There weren't many comfortable surfaces inside the cafe, so Taehyun pulled a timeworn armchair in which Old Mr Gander used to sit from the corner of the room and reclined it so that Soobin could lie down. Soobin told him that he didn't want to be treated as if he was dying, but a headache kept pulsating uncomfortably inside his skull, so he caved in and went to rest. Taehyun pointed out that fainting in an armchair is less troublesome than fainting while standing up.
"Keep breathing," Yeonjun whispered to Mrs Cow. "You'll do good."
Taehyun took a dishtowel and searched the shelves for a flask of light-coloured tea, which he used to dampen the material. He then carefully placed it on Soobin's forehead, making him startle.
"Keep it there," Taehyun said. "It'll take away the fever like it's magic."
Soobin hummed, pressing the edges of the compress to its temples.
"Have some of this too." Taehyun offered him a bowl of candied ginger root. "Should help if you feel like vomiting."

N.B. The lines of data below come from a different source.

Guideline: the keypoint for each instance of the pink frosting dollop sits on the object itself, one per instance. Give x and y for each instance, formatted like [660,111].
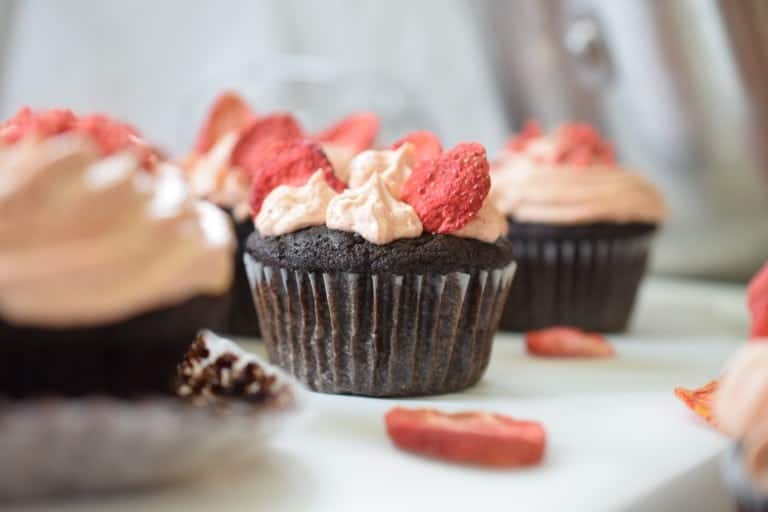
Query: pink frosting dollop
[532,183]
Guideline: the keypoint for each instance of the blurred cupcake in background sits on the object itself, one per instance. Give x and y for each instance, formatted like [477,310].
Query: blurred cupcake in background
[231,143]
[392,286]
[108,267]
[741,411]
[581,228]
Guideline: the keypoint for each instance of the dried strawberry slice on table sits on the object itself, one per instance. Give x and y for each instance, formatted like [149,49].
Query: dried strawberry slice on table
[448,191]
[356,131]
[426,145]
[480,438]
[699,400]
[258,138]
[567,342]
[290,163]
[757,300]
[229,113]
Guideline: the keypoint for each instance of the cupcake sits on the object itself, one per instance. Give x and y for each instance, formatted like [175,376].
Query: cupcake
[108,267]
[392,286]
[741,411]
[581,229]
[230,144]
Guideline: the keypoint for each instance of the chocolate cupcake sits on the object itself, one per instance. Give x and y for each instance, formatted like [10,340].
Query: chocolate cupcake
[108,268]
[393,287]
[581,229]
[739,410]
[232,141]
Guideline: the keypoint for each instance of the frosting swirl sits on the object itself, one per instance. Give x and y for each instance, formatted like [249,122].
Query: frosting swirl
[394,167]
[373,213]
[112,241]
[288,208]
[741,407]
[547,179]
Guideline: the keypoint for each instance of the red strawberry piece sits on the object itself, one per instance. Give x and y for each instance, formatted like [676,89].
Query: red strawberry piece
[289,163]
[580,145]
[356,131]
[567,342]
[757,301]
[256,138]
[531,130]
[448,191]
[426,145]
[44,124]
[481,438]
[229,113]
[699,400]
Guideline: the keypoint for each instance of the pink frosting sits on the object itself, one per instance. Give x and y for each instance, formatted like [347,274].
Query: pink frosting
[741,407]
[532,192]
[110,240]
[373,213]
[288,208]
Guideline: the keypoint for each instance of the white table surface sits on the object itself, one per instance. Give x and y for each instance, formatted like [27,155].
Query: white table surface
[618,438]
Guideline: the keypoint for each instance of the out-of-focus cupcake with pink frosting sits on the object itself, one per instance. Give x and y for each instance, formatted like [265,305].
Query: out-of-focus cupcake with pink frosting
[388,282]
[108,267]
[232,142]
[741,411]
[581,227]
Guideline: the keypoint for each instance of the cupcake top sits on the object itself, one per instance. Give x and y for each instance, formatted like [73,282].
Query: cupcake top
[95,228]
[234,140]
[741,407]
[570,176]
[391,194]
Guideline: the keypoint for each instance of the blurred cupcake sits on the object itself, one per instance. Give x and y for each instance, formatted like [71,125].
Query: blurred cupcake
[232,141]
[741,411]
[108,268]
[391,287]
[581,228]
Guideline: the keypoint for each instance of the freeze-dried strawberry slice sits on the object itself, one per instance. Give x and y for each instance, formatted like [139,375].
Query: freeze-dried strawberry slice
[229,113]
[567,342]
[481,438]
[46,123]
[251,148]
[579,144]
[757,300]
[448,191]
[699,400]
[426,145]
[290,163]
[357,131]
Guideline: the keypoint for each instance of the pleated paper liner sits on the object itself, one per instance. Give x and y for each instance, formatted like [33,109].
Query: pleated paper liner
[379,335]
[68,446]
[584,276]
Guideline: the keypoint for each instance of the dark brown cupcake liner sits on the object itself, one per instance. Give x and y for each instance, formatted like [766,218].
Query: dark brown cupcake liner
[243,320]
[379,334]
[583,276]
[68,446]
[126,358]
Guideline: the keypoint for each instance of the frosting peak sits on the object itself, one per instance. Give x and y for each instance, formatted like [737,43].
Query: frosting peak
[372,212]
[118,240]
[288,208]
[394,166]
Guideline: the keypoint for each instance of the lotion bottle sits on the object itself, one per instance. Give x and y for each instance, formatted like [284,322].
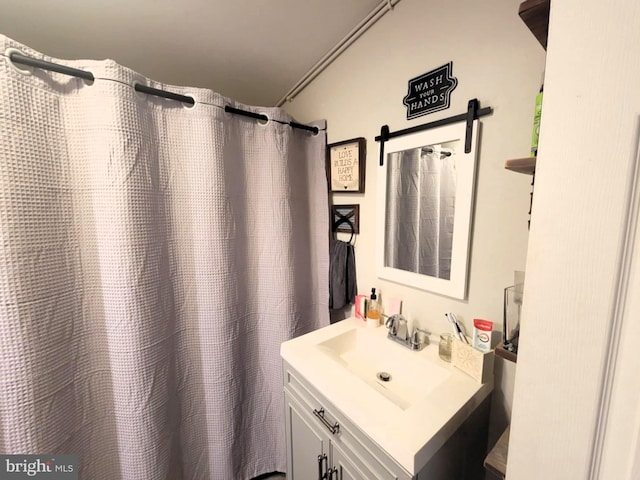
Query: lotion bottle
[373,310]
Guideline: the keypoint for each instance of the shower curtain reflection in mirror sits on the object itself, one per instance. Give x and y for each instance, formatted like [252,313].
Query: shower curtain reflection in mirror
[421,197]
[425,195]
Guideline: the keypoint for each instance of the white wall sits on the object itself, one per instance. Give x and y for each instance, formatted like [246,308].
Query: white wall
[497,60]
[577,274]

The room felt silent afterwards. Taehyun sat idly at a table, sometimes looking either at Yeonjun kneeling next to Mrs Cow, whose uneven breaths could easily be heard in the quiet, or at Soobin napping in the armchair. He fanned himself with a coaster. By some phenomenon he couldn't understand, the tree hollow rarely became too hot, even in the summer heat. It was part of the reason he liked working there: it felt like an alternate world encapsulated inside the real one, a cool, pleasant-smelling refuge for both him and the animals who were looking for his services. Or maybe he just hated sunlight an unfair amount. He stood up to check Soobin's compress.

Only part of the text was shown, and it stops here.